Last week’s editorial addresses an audience of students of color and sends a strong message of blame for their failure to create an open multicultural environment. First of all, since when have whites been the inclusive bunch? When well-meaning white people choose to work toward a diverse environment, they must not dictate the grounds on which diversity is achieved. While an inclusive multicultural environment requires the participation of everyone, accusing people of color for failing to be inclusive perpetuates white supremacy because it maintains the power dynamic in which whites judge the relative success or failure of racial integration.

The process of racial integration is no quick-fix and it is imperative that white people participate in a process of self-examination just as people of color look for their own ways to claim acceptance in mainstream society. One way people of color have claimed to counter contemporary racism in places such as Macalester is to build community and maintain safe spaces. In fact, I found it more than ironic that the facing editorial, “How to be down for the Revolution'" by Tinbete Ermyas, addressed just this issue. Ermyas expresses his feeling that building community for black students on campus is liberating activism. The problem comes, wrote Ermyas, when "people begin assessing other people's dedication tothe Revolution’ . . . and the people for whom it is supposed to be liberating.” Thus, whites have no right to deny people of color community and safe spaces and people of color should not have to defend their own acts of liberation.

Meanwhile, the part whites play in racial integration must begin with self-examination. When we engage in experiences among people of different races, our motivation must never be self-help–including marketability or a wish to be altruistic–but rather should grow out of an affirmation of “the otherness within ourselves,” as Iris Marion Young writes. While the multiplicity within us may include a desire to achieve multiculturalism, white individuals must also identify our racist views that are a result of being part of a racist society. Though we are not to blame for our racism, we must take responsibility for it as it manifests itself in our fears, unconscious reactions and inadvertent stereotypes.

Finally, I would like to address Maria’s use of the term “racism” because it is often misunderstood and misused to the detriment of the fight against racial inequality. While people of color can be prejudiced, the existence of a system of dominance in which the white majority controls power based on race necessitates a term to talk about this majority discrimination. Thus whites can experience racial prejudice but not racism. At Macalester, institutional racism manifests itself in the poor recruitment and retention of students of color, the absence of a [email protected] studies professor, and the favoritism of internationalism over multiculturalism.
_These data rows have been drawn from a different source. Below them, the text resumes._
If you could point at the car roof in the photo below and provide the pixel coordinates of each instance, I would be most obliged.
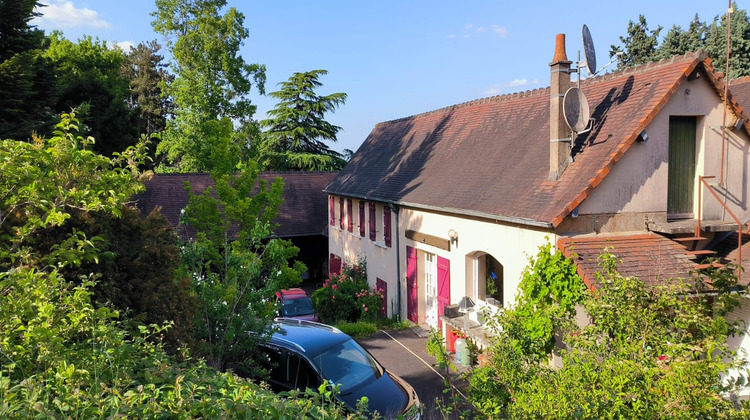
(293, 293)
(307, 337)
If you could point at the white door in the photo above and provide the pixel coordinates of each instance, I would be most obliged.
(430, 284)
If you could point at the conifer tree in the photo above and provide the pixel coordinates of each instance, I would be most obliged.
(297, 131)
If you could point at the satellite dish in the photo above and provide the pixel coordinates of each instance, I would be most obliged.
(588, 51)
(576, 109)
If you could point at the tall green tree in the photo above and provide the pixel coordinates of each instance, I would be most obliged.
(89, 78)
(679, 41)
(26, 77)
(211, 85)
(236, 268)
(296, 131)
(144, 67)
(63, 357)
(639, 46)
(739, 51)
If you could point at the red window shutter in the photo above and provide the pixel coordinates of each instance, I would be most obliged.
(341, 212)
(372, 221)
(334, 265)
(383, 287)
(349, 215)
(362, 219)
(387, 225)
(333, 211)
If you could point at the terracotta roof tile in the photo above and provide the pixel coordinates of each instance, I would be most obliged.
(727, 249)
(490, 157)
(304, 211)
(651, 257)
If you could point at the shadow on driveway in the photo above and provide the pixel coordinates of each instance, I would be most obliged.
(404, 353)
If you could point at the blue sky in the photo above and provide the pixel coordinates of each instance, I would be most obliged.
(398, 58)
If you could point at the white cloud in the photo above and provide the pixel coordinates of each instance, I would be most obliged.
(500, 30)
(125, 46)
(63, 14)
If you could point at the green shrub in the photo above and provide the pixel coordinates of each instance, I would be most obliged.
(347, 296)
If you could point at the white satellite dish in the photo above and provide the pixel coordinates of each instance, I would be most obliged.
(589, 55)
(576, 109)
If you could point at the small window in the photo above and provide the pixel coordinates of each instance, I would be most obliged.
(333, 211)
(341, 212)
(362, 219)
(349, 215)
(372, 221)
(387, 225)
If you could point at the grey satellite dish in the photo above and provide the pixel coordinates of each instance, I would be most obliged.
(576, 109)
(588, 51)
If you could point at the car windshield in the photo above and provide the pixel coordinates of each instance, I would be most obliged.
(297, 307)
(347, 365)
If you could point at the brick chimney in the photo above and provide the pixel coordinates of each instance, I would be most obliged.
(559, 132)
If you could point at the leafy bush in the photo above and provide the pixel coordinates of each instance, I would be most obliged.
(656, 352)
(62, 357)
(347, 296)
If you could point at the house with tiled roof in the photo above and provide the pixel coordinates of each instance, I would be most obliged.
(302, 216)
(451, 203)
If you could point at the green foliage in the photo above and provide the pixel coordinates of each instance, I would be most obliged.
(136, 269)
(26, 76)
(679, 41)
(347, 296)
(358, 329)
(647, 352)
(296, 130)
(146, 72)
(89, 78)
(549, 290)
(639, 46)
(62, 357)
(739, 51)
(235, 268)
(211, 83)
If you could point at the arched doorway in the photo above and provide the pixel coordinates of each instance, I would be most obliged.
(486, 279)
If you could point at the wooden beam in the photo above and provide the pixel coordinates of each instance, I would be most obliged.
(424, 238)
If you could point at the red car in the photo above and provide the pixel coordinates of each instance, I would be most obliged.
(296, 303)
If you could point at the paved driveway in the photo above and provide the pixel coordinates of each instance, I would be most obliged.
(404, 353)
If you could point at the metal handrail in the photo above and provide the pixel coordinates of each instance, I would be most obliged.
(739, 224)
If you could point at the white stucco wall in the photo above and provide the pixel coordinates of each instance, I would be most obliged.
(509, 245)
(381, 260)
(638, 182)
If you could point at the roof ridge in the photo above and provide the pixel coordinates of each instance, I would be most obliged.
(741, 79)
(642, 68)
(545, 90)
(208, 174)
(488, 99)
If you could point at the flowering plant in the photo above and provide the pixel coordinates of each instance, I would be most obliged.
(347, 296)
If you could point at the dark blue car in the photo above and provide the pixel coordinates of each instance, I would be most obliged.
(304, 354)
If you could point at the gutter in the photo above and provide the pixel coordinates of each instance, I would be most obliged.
(395, 210)
(453, 211)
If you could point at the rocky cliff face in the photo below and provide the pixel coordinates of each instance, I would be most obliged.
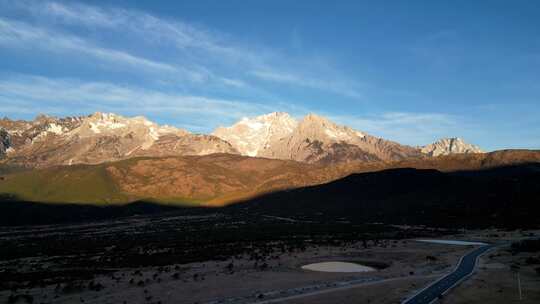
(447, 146)
(252, 136)
(314, 139)
(101, 137)
(104, 137)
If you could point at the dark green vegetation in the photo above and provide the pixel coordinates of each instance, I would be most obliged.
(79, 183)
(506, 197)
(501, 197)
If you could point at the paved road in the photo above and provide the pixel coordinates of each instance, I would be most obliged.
(465, 268)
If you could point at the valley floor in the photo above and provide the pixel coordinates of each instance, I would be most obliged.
(219, 258)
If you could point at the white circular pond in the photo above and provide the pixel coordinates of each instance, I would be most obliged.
(337, 267)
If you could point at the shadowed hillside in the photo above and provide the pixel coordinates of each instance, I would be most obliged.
(504, 197)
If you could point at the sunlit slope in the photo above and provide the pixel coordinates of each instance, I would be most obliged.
(215, 180)
(73, 184)
(210, 180)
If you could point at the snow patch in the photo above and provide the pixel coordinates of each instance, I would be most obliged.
(56, 129)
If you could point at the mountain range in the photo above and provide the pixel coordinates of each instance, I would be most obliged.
(110, 159)
(104, 137)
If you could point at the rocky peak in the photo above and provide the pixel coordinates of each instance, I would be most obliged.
(447, 146)
(315, 127)
(250, 136)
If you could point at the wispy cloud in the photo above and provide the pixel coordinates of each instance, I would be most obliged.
(406, 127)
(17, 34)
(340, 88)
(200, 54)
(62, 96)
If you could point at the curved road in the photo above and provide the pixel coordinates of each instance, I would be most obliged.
(465, 268)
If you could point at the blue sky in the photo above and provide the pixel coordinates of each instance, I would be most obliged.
(410, 71)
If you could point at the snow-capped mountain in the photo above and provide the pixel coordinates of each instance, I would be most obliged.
(314, 139)
(251, 136)
(101, 137)
(447, 146)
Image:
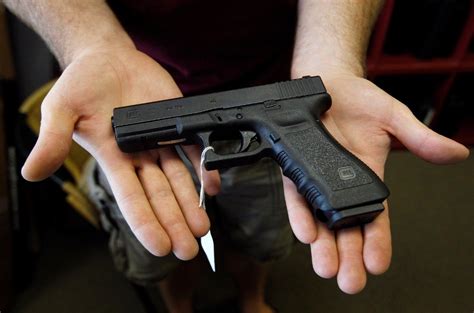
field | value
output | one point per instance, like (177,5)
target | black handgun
(281,121)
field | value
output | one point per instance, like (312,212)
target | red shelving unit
(460,61)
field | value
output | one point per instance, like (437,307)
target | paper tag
(207,242)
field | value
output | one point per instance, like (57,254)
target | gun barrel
(180,107)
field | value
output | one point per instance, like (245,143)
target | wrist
(328,64)
(107,41)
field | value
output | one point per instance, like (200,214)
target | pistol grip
(341,189)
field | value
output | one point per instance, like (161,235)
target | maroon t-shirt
(212,45)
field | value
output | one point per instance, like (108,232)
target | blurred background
(54,257)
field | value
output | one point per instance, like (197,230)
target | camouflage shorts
(249,214)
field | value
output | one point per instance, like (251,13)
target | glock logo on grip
(346,173)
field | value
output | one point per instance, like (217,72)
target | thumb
(54,141)
(421,140)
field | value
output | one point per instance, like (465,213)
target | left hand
(363,118)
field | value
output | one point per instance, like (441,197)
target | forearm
(333,35)
(71,27)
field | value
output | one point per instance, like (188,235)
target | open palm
(153,189)
(363,118)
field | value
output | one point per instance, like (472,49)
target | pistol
(281,121)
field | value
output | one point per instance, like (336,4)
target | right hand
(154,189)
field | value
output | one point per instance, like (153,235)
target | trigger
(248,137)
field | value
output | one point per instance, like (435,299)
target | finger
(211,180)
(133,203)
(377,249)
(421,140)
(167,210)
(351,277)
(300,216)
(185,193)
(54,141)
(324,253)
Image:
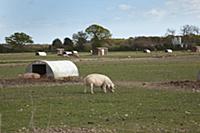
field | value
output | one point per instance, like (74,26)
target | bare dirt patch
(66,130)
(185,85)
(32,82)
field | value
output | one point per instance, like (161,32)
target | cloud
(156,13)
(124,7)
(185,7)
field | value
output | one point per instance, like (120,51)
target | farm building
(168,50)
(147,51)
(196,49)
(60,51)
(41,54)
(53,69)
(101,51)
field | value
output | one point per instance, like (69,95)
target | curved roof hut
(53,69)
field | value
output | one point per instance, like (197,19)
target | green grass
(128,109)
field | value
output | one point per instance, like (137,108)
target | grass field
(133,108)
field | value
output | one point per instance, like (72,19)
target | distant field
(133,108)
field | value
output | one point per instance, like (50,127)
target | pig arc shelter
(53,69)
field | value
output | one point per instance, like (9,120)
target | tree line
(97,36)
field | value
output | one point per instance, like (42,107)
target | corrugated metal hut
(53,69)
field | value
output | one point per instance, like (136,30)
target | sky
(46,20)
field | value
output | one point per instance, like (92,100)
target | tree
(68,44)
(170,32)
(80,39)
(19,39)
(98,35)
(190,30)
(57,43)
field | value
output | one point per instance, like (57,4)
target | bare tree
(190,30)
(171,32)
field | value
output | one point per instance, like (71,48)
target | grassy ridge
(130,109)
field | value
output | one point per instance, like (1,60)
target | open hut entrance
(39,68)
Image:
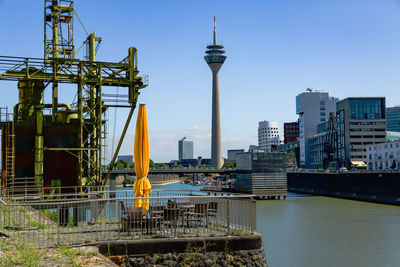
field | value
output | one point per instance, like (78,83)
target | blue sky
(275,49)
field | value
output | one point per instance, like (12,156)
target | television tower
(215,58)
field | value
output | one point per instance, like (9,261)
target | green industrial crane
(60,66)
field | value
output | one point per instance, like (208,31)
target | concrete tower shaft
(215,58)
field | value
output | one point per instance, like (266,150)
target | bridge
(179,171)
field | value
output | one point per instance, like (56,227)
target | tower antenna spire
(215,58)
(215,32)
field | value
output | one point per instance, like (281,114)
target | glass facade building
(361,121)
(361,109)
(393,119)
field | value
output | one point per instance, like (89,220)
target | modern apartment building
(383,156)
(313,108)
(232,154)
(316,146)
(268,135)
(290,132)
(127,158)
(361,121)
(185,148)
(393,119)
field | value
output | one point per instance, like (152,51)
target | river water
(308,231)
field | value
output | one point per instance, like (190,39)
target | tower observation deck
(215,58)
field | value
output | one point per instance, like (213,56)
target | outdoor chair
(171,216)
(212,209)
(131,218)
(197,215)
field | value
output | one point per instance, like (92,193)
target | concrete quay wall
(372,187)
(246,250)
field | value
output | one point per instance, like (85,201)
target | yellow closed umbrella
(142,187)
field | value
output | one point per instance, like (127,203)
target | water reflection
(321,231)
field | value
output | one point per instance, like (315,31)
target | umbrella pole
(110,168)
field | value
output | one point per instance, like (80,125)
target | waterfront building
(127,158)
(190,162)
(393,119)
(392,136)
(291,132)
(254,148)
(268,135)
(313,107)
(261,173)
(232,154)
(316,146)
(292,151)
(383,156)
(215,58)
(360,121)
(185,148)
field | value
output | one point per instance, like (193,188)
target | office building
(268,135)
(291,132)
(215,58)
(127,158)
(316,146)
(254,148)
(232,154)
(292,151)
(185,149)
(393,119)
(360,121)
(313,108)
(383,156)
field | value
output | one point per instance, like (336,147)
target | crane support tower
(48,146)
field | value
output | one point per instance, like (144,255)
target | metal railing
(74,219)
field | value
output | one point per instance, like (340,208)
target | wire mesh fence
(74,219)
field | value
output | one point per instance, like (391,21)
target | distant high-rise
(215,58)
(185,149)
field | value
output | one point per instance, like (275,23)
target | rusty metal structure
(56,144)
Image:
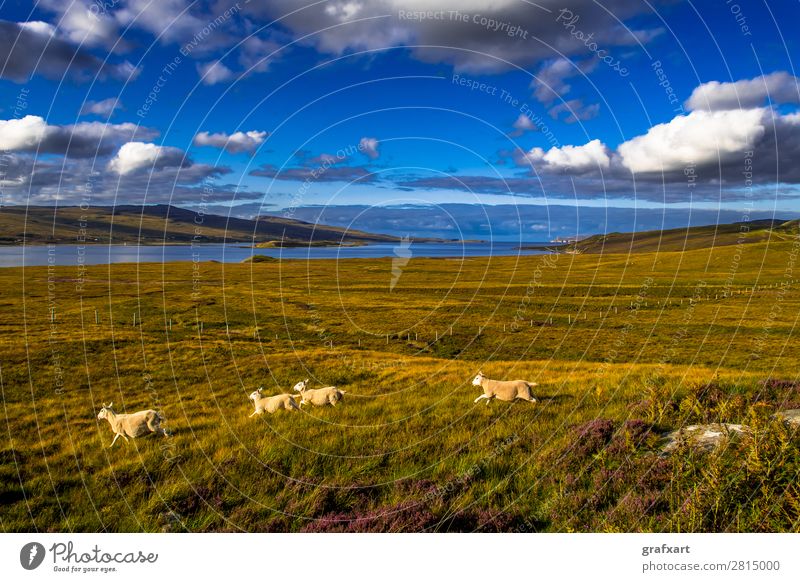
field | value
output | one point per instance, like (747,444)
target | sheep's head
(105,410)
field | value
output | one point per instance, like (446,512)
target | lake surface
(66,255)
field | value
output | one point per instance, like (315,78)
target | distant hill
(162,224)
(679,239)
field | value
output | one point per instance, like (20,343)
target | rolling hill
(685,239)
(162,224)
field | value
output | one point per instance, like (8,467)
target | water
(66,255)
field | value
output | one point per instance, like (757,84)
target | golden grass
(612,337)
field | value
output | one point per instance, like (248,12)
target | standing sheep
(131,425)
(272,403)
(319,396)
(504,390)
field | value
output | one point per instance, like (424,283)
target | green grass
(624,348)
(687,239)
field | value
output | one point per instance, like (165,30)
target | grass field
(624,348)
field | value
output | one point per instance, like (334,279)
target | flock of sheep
(147,422)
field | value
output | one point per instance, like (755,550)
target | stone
(790,418)
(704,437)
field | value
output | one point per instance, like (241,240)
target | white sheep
(132,425)
(272,403)
(319,396)
(504,390)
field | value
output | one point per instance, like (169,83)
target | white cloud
(575,109)
(214,72)
(32,134)
(83,23)
(238,142)
(22,134)
(170,20)
(134,156)
(35,48)
(701,137)
(104,108)
(524,123)
(590,156)
(779,87)
(369,147)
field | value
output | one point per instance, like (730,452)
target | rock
(790,418)
(704,437)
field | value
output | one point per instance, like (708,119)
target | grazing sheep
(319,396)
(272,403)
(131,425)
(504,390)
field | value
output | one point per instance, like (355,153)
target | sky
(527,120)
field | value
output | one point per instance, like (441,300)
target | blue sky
(256,107)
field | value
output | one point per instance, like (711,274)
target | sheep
(319,396)
(272,403)
(132,425)
(504,390)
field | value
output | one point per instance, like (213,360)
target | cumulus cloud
(369,147)
(699,138)
(322,173)
(590,156)
(136,156)
(214,72)
(339,26)
(550,82)
(235,143)
(32,48)
(87,139)
(81,22)
(778,87)
(27,180)
(522,125)
(575,109)
(169,20)
(104,108)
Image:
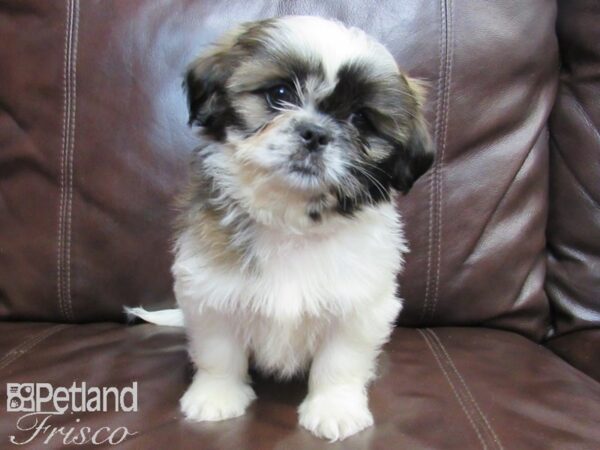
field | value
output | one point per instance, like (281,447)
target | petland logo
(41,402)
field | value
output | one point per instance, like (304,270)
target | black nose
(314,137)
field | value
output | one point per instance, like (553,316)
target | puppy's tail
(163,317)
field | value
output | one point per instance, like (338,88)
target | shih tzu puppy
(288,242)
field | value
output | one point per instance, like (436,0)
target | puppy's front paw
(336,414)
(211,398)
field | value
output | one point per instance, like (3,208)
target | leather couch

Ultimately, the success of the fight against racism will be determined by the extent to which we understand and dialogue about our own participation in racist society starting with our experiences here at Macalester. White people have the choice to counter “color-blindness” and join the fight against racial inequality. In choosing, we must remember that not everyone has the same privilege to choose their level of involvement or walk away entirely.